The Obama administration, after initially echoing the phrase, quickly reversed course as China moved to expand its influence through an Asia trade pact that excluded the United States, an infrastructure development bank for Asian nations and provocative maritime operations in the East China Sea and South China Sea.
Last month, however, Secretary of State Rex Tillerson raised eyebrows during a visit to Beijing when he appeared to endorse Xi’s vision by parroting some of the language used by Chinese leaders.
“What they’re likely to do is feed into the sense in the Trump administration that disengagement from the global system is a good thing,” said Michael Auslin, an author and Asia analyst at the conservative American Enterprise Institute. He added that Xi will “present Trump with a fait accompli that this is the new style of great power relations.”
Trump administration officials point to the president’s push for greater military spending as evidence he does not intend to shy away from confrontation. During the campaign, Trump denounced China’s maritime expansionism.
But the blustery unilateralism that has defined Trump’s “America first” agenda has already had consequences.
While President Barack Obama sought to hedge against China’s rise by building multilateral partnerships, Trump has moved to unwind them. In his first week, Trump signed an executive order pulling the United States out of the 12-nation Trans-Pacific Partnership that Obama touted as an alternative to the Chinese trade model.
Last week, Trump moved to reverse federal regulations established by Obama to curb U.S. carbon emissions, casting doubt on the United States’ ability to meet its obligations under a global climate agreement signed in Paris in 2015 that includes China.
Into the void stepped Xi, with a pair of speeches at an Asia-Pacific economic summit in Lima, Peru, last fall and at a forum of global economic elite in Davos, Switzerland, in January in which he offered a stout defense of liberalizing trade rules and taking steps on climate.
“In my view, economic globalization . . . delivers benefits to all,” Xi said in Lima. In Davos, he called the climate accord a “hard-won achievement” and added that “all signatories should stick to it in instead of walking away from it.”

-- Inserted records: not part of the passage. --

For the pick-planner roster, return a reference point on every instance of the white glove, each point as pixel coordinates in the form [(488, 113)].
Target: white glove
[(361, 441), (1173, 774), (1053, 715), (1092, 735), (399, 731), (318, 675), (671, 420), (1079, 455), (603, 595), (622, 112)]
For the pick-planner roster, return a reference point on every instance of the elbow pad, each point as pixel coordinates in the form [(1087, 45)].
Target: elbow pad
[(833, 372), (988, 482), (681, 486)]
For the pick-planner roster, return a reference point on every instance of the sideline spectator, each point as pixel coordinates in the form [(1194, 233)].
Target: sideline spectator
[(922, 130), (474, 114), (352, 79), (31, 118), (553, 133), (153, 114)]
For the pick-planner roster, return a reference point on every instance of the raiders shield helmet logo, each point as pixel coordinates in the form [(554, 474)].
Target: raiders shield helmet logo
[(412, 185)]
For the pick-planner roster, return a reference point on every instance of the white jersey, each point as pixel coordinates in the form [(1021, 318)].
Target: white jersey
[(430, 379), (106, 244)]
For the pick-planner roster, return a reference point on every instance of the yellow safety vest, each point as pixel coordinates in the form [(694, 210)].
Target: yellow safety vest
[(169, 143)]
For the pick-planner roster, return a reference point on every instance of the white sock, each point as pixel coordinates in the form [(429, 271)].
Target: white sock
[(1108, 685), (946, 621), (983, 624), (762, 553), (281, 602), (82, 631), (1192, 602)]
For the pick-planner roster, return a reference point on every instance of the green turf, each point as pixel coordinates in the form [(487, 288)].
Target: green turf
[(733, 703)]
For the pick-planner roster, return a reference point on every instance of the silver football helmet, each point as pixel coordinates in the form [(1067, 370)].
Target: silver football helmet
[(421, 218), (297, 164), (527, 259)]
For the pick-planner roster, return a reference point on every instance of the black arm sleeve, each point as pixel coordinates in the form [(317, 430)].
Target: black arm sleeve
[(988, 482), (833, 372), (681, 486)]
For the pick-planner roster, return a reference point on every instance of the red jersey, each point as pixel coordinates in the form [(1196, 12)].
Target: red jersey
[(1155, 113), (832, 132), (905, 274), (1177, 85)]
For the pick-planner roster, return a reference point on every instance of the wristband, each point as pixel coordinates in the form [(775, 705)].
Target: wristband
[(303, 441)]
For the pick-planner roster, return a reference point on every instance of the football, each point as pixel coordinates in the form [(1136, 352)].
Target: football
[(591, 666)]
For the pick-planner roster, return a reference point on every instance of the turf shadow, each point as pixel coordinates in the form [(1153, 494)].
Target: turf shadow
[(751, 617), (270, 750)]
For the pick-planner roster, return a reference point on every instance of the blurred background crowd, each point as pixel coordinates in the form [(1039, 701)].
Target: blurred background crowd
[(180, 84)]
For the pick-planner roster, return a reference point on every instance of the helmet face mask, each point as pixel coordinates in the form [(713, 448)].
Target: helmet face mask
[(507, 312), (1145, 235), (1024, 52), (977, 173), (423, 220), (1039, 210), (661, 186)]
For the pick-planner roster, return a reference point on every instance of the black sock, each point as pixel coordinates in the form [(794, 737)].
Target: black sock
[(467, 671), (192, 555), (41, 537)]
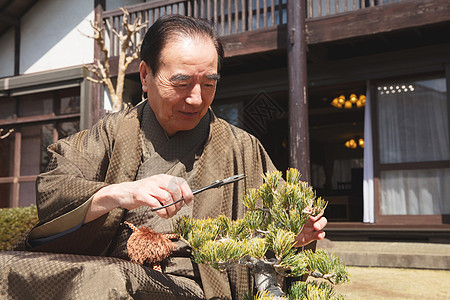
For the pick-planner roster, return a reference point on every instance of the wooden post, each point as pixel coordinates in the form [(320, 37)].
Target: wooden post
[(298, 97), (97, 90)]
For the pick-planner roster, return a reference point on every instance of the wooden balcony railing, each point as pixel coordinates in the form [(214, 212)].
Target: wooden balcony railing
[(230, 16)]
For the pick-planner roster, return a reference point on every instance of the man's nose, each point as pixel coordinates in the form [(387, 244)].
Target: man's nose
[(195, 96)]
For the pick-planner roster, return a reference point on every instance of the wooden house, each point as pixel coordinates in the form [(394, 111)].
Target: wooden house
[(354, 93)]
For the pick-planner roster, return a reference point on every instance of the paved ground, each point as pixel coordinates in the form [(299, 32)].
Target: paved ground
[(416, 255), (421, 270), (395, 284)]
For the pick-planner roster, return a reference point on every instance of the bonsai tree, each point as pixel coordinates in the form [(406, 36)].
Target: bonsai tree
[(264, 239)]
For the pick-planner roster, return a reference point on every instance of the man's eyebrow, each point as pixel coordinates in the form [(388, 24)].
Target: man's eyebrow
[(213, 76), (180, 77)]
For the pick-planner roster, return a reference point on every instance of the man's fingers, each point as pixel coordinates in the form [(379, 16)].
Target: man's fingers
[(315, 218), (187, 193), (320, 224)]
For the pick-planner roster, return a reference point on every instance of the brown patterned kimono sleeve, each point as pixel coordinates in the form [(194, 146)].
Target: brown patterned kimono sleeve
[(77, 170)]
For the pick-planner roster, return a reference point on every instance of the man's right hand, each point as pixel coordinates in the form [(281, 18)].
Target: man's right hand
[(153, 192)]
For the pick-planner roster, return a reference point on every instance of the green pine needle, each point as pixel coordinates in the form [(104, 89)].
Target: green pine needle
[(250, 198)]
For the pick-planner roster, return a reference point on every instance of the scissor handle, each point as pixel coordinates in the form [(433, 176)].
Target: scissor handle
[(216, 184)]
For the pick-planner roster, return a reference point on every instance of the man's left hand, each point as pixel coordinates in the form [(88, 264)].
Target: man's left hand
[(312, 231)]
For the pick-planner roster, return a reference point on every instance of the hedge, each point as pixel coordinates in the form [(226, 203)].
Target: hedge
[(15, 222)]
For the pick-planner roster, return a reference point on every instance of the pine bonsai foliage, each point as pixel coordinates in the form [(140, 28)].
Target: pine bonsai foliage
[(264, 239)]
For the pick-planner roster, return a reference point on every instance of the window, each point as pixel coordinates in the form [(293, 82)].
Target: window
[(38, 120), (413, 146)]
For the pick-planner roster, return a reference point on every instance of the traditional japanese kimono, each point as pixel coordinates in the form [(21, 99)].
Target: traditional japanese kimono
[(90, 261)]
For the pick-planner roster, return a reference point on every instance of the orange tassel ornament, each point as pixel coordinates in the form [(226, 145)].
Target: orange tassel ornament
[(148, 246)]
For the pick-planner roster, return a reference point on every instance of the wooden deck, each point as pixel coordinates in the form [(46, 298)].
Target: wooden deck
[(248, 27)]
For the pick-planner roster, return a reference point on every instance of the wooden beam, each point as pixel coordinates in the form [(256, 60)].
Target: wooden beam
[(377, 19), (260, 40), (96, 110), (298, 98), (17, 50)]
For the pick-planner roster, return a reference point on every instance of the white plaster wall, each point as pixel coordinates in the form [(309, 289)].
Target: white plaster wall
[(7, 54), (51, 35), (113, 4)]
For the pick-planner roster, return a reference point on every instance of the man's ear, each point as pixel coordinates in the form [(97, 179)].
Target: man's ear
[(145, 72)]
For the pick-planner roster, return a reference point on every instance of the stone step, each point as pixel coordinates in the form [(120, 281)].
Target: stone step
[(390, 254)]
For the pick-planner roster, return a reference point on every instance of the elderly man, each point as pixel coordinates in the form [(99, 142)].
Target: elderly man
[(136, 160)]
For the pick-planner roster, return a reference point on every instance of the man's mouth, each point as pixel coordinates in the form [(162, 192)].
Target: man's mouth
[(189, 114)]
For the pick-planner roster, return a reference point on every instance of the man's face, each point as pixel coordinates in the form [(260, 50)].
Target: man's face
[(184, 86)]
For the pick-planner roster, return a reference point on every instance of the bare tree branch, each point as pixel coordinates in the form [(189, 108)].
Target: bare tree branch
[(101, 69)]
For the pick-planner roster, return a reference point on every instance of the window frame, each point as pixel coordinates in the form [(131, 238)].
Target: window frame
[(17, 123), (423, 220)]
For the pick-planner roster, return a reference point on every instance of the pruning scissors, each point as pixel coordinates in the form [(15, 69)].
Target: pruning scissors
[(215, 184)]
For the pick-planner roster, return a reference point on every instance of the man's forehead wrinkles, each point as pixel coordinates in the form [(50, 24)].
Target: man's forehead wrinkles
[(180, 77)]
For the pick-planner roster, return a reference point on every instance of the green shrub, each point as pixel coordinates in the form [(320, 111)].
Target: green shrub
[(15, 222)]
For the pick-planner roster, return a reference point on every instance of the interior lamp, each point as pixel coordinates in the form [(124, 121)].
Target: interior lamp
[(353, 100)]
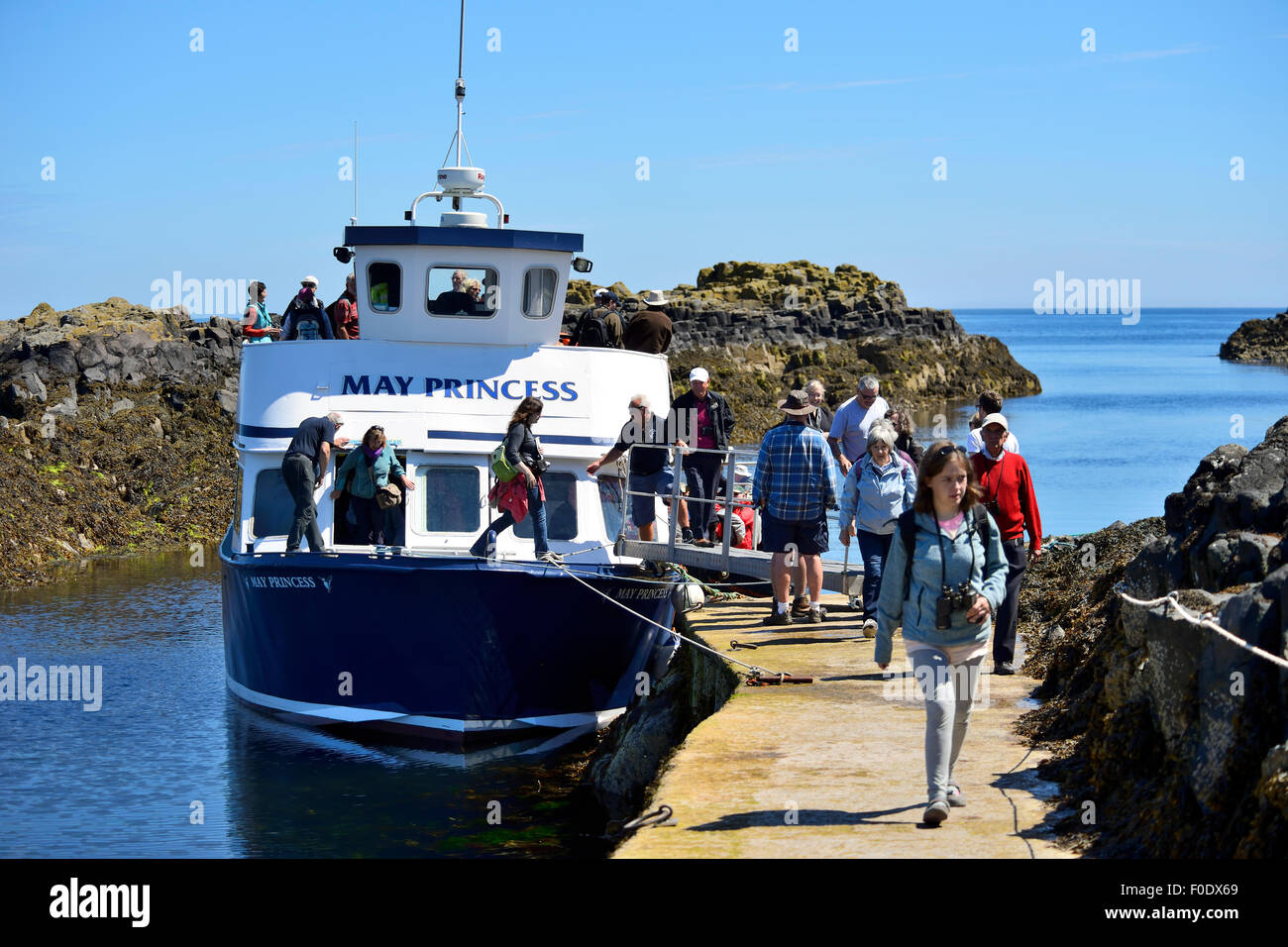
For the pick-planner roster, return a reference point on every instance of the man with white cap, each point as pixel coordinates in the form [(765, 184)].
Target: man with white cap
[(702, 419), (1008, 488), (304, 316), (795, 484), (649, 329)]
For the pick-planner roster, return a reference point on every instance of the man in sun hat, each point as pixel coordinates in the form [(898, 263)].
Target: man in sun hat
[(304, 316), (1008, 492), (795, 484), (651, 328), (702, 419)]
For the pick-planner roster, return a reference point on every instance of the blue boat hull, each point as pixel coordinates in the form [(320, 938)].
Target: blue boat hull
[(455, 650)]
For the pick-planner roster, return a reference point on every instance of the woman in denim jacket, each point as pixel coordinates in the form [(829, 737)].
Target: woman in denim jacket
[(948, 552), (879, 487)]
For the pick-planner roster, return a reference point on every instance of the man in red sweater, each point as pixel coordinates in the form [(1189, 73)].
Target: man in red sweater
[(1009, 495)]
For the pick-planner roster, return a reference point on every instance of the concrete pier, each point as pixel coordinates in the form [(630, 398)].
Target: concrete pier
[(836, 768)]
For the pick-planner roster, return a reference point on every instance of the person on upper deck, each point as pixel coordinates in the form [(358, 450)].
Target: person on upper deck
[(600, 326), (257, 326), (364, 472), (523, 453), (304, 316), (344, 311), (649, 329), (456, 299), (303, 467), (702, 419)]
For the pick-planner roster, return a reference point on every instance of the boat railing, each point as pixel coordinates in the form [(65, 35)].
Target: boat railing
[(732, 458)]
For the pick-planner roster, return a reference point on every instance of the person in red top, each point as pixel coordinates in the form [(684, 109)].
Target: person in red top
[(347, 311), (1008, 486)]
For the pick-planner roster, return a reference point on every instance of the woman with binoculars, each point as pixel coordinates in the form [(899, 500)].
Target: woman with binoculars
[(943, 581)]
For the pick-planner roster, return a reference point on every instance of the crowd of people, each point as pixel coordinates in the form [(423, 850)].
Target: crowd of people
[(940, 530), (304, 317)]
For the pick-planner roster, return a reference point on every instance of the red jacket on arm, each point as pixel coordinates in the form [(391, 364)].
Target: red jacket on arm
[(1009, 483)]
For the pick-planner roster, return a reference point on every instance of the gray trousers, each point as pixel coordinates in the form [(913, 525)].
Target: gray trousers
[(949, 692), (297, 474)]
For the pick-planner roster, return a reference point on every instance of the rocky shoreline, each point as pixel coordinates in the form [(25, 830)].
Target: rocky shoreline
[(1258, 342), (116, 419), (1170, 740), (763, 329)]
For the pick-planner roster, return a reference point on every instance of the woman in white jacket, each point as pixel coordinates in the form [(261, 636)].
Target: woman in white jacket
[(879, 487)]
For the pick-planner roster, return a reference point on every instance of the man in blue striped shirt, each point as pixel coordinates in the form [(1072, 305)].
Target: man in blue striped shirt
[(795, 486)]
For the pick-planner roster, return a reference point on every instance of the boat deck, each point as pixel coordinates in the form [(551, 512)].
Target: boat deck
[(742, 562)]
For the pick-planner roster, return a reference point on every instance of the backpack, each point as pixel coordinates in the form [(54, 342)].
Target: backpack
[(501, 467), (307, 326), (909, 536), (591, 330)]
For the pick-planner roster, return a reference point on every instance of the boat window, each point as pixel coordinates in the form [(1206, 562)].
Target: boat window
[(463, 291), (561, 508), (539, 291), (384, 282), (274, 509), (451, 497)]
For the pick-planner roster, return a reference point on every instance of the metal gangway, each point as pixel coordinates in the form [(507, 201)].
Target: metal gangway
[(748, 565)]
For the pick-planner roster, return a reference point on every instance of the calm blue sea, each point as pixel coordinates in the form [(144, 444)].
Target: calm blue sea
[(1126, 412)]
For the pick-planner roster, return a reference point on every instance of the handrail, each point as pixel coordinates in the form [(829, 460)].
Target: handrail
[(730, 460)]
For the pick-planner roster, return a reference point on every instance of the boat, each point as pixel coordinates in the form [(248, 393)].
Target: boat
[(420, 637)]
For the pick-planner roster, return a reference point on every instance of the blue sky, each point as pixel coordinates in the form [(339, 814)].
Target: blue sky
[(224, 162)]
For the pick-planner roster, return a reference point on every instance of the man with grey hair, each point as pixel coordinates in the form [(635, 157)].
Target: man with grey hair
[(822, 416), (880, 487), (303, 467), (849, 434), (651, 472)]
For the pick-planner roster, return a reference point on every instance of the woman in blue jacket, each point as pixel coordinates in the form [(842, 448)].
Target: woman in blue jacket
[(945, 603), (362, 474), (879, 487)]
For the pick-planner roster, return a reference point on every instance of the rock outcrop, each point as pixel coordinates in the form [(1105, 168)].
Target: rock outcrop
[(1258, 342), (1172, 737), (763, 329), (115, 432)]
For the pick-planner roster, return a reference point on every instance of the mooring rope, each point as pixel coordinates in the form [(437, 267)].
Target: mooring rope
[(1205, 620), (754, 671)]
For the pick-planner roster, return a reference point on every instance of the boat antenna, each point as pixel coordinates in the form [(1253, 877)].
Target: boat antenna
[(459, 138)]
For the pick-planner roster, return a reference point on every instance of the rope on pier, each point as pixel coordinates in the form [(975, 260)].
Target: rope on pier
[(1205, 620), (752, 671)]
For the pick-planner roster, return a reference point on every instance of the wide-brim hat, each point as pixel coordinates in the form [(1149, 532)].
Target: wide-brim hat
[(797, 403)]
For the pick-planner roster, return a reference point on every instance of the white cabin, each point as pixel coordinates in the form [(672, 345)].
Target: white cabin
[(443, 381)]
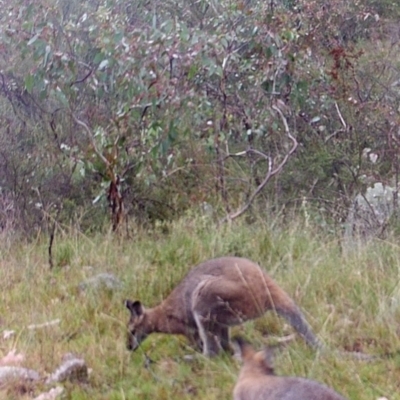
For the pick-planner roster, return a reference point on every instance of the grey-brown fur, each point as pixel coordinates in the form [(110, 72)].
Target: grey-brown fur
[(213, 296), (257, 381)]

Trump did not send a representative to Davos, which took place days before he was sworn in — aides said he viewed the gathering as a betrayal of his populist campaign message.
“I do not want to be the president of the world,” Trump said at an event hosted by building trade unions Tuesday.
While analysts said China also is not interested in, or capable of, assuming the mantle of global leadership, they emphasized that Beijing’s neighbors in Asia have been forced to rethink their relationships with the United States.
“There are big opportunities for the Chinese as a consequence of the America first policy,” said Ian Bremmer, president of the Eurasia Group, a global risk assessment firm. “A lot of countries that used to think they could count more on the United States and were already concerned under Obama are vastly more so under Trump.”